My mom did not take any backtalk or excuses from my brother and me, and she instituted firm but fair rules for us to follow. When adolescent rebellion threatened my studies, she grounded me and explained that she had no problem with me earning a “C” in a subject provided I truly earned it. “If you worked hard and really tried, and the best you could do was C, then I would be very proud of you.” Failure was not only acceptable but a necessary part of learning and growing up according to my mom, but only if we had given our all in the attempt. She never approved of “coasting by” with the bare minimum, and her encouragement to strive for excellence drives the mission of my business.

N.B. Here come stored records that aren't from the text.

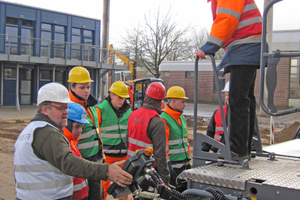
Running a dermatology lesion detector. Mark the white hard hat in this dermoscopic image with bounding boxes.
[37,83,73,105]
[222,81,230,92]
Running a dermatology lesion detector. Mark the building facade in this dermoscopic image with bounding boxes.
[159,30,300,107]
[0,1,126,107]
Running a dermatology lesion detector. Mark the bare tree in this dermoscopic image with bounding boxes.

Because her dedication and passion rubbed off on me over the years, I do not strive to own an average bra shop nor do I strive to own a wildly successful one if it comes at the cost of our core values.

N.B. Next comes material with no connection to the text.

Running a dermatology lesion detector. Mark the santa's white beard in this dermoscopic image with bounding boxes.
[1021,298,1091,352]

Despite her encouragement and sometimes prodding, my mom was not afraid to step to the sidelines and let us experience life independent of her protection. In a touching letter I still posses, she told me she would always be there for me, “two steps behind and a little to the left.” She wanted to give us the skills we needed to succeed on our own and the confidence to chase after our dreams. What is my business if not a dream realized?
Her friendship and loving support was not limited to her family either. My mom never met a stranger. She was warm, kind, and welcoming to everyone, and she would help others in any way she could—a trait she instilled in my brother and me. She allowed us to be selfish in moderation since taking time for yourself is important too, but she wanted us to look beyond ourselves and think of how our decisions, how our actions, and how our words impacted others.

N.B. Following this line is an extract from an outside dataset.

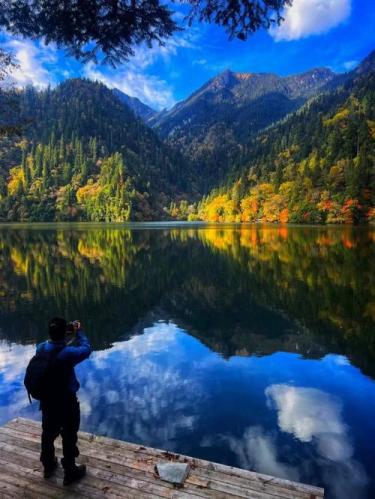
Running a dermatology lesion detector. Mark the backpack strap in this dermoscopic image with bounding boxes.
[27,345,66,404]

But, her wisdom expanded into the practical realm as well. We watched decorating shows together all the time, and she was a whiz with the sewing machine. She could change the entire look of a room with a $50 budget, so when we (Edit Note: 'we' being Erica and her business associates, as she opened her lingerie boutique after Lynn's passing) began upfitting the store, we searched for bargains, made our own furniture, and opted for a bolder color on the walls to inject some fun into the space. When she was alive, we engaged in our own projects on more than one occasion from refinishing a jewelry cabinet to repainting the house.
Memories and feelings I had denied myself access to came barreling back no matter how hard I fought them, and I had no choice but to finally allow myself to feel the loss. What I realized after so many years of waging an aggressive war with my grief was that it's okay. To grieve is not to be weak. Grief is normal and healthy, and there is no shame in not being able to wholly move on or to fully heal. As much as we may wish that time could erase all of the pain and heartache we suffer, it can't. Time can mitigate a lot of things, perhaps to an extent grief is one of them, but we shouldn't be made to feel that after an arbitrary amount of time, the wound will heal or that it even can heal for that matter. Grief is what it is, and accepting that has made me more at peace with her passing—not healed and not recovered but accepting.
To close, I want to say something I never said enough to my mom when she was a live: "Thank you for believing in me and raising me to be the person I am." I will forever in debt be to the woman who loved her children above anyone or anything else in this world, and I wish with my whole heart that you could be here to see what we have built and share the experience. You are my inspiration, and I will forever look two steps behind and a little to the left hoping you’ll be there.